What Flanery seems to achieve in Absolution is an honest and challenging portrait of a complicated, fragile country crippled by violence and mistrust.
Despite the sub-tropical location, the atmosphere of the novel is decidedly chilly. It’s a landscape of harsh escarpments, horrifying beach-side torture, air-con and isolating steel security shutters. Clare’s son remarks, ‘You didn’t raise us to be warm,’ which reads as something of an understatement. It’s the same blunt economy of emotion one derives from J.M. Coetzee, and it makes me consider the mindset of a people whose existential fibre is so intrinsically eclipsed by politics, from all angles, that a kind of cynical detachment takes the place of human feeling, however obliquely.
There’s fierce political passion running through the nervous system of this book and its cultural history, but what Flanery seems to be questioning is the human cost; the psychological price. Where the political agenda encroaches so completely on the arena of family and relationship, we’re faced with a nullifying of the warmth of love and connectivity. This resonates with Doris Lessing’s heavily political sections in The Golden Notebook, themselves rooted in sub-Saharan Africa, and, on a less serious, but nonetheless equally pertinent note, Nancy Mitford’s admission in The Pursuit of Love that Christian, the Communist party devotee, is a man who ‘goes through the world attached to nobody – people are nothing in his life. The women who have been in love with him have suffered bitterly because he has not even noticed that they are there.’
Although Clare and her family were historically radical whites in support of black equality, she finds herself no more integrated with the black community, and increasingly mistrustful and aware of the perpetuating divides in post-apartheid South Africa than ever. Her betrayal of and estrangement from her own family in a web of fractured political disagreement has rendered her lonely, regretful and isolated. Externally, the resentments and scars of a society she fought so hard to change seem far more entrenched than her naïve younger self could possibly have imagined, and she even finds herself buying into the enduring habits of segregation despite herself.
Flanery tackles the taboos of our modern global-capitalist world, by both sympathising with the causes of, and condemning the ravages of, terrorism. He takes on the issue of censorship, expanding the premise beyond the political into the personal, examining self-censorship and the concept of constructing or concealing truth. He asks in the novel, what is or isn’t acceptable: not only within the constructs of a society, just or unjust, but whether we apply those same measures of constraint or limitation to the self, and at what cost.
There are a lot of profound considerations in Absolution and some stunning writing in what is, on the whole, an admirably retrained style, At times the characters can seem strangely lacking in dimension and are almost entirely humourless, but I’m not sure if this too, isn’t deliberate.
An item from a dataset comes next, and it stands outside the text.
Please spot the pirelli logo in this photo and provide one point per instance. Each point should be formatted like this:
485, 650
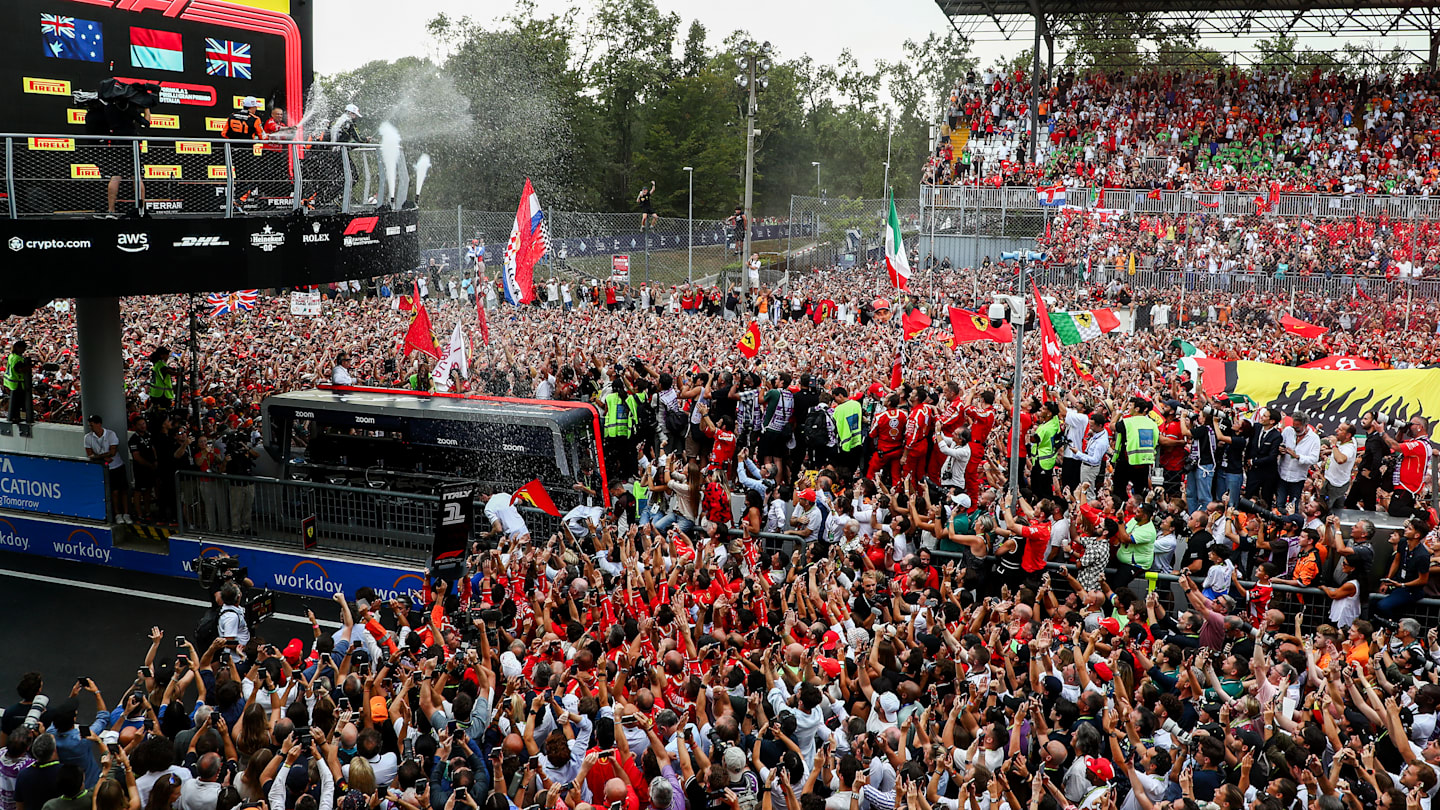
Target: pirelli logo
52, 144
45, 87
Flanery achieves an aching hollowness in his book that represents a culture trying to heal from decades or centuries of conflict and oppression, where the very foundations of trust and respect have been turned on their heads. At one point he makes use of the African animal kingdom as a metaphor for society. It’s an oddly reversed presentation wherein the rich are the vulnerable herbivores being predated by the threatening poor. It’s a sinister illustration of the subjectivity of perspective, and although provocative at every turn, Flanery leaves us in no doubt as to his position on the state of the country, and indeed perhaps he sees South Africa as a sort of grotesquely illuminated didactic against the more subtle chiarascuro of the rest of the developed world.
‘She was a victim, perhaps,’ he writes of Clare after she has been the subject of a robbery, ‘but not innocent.’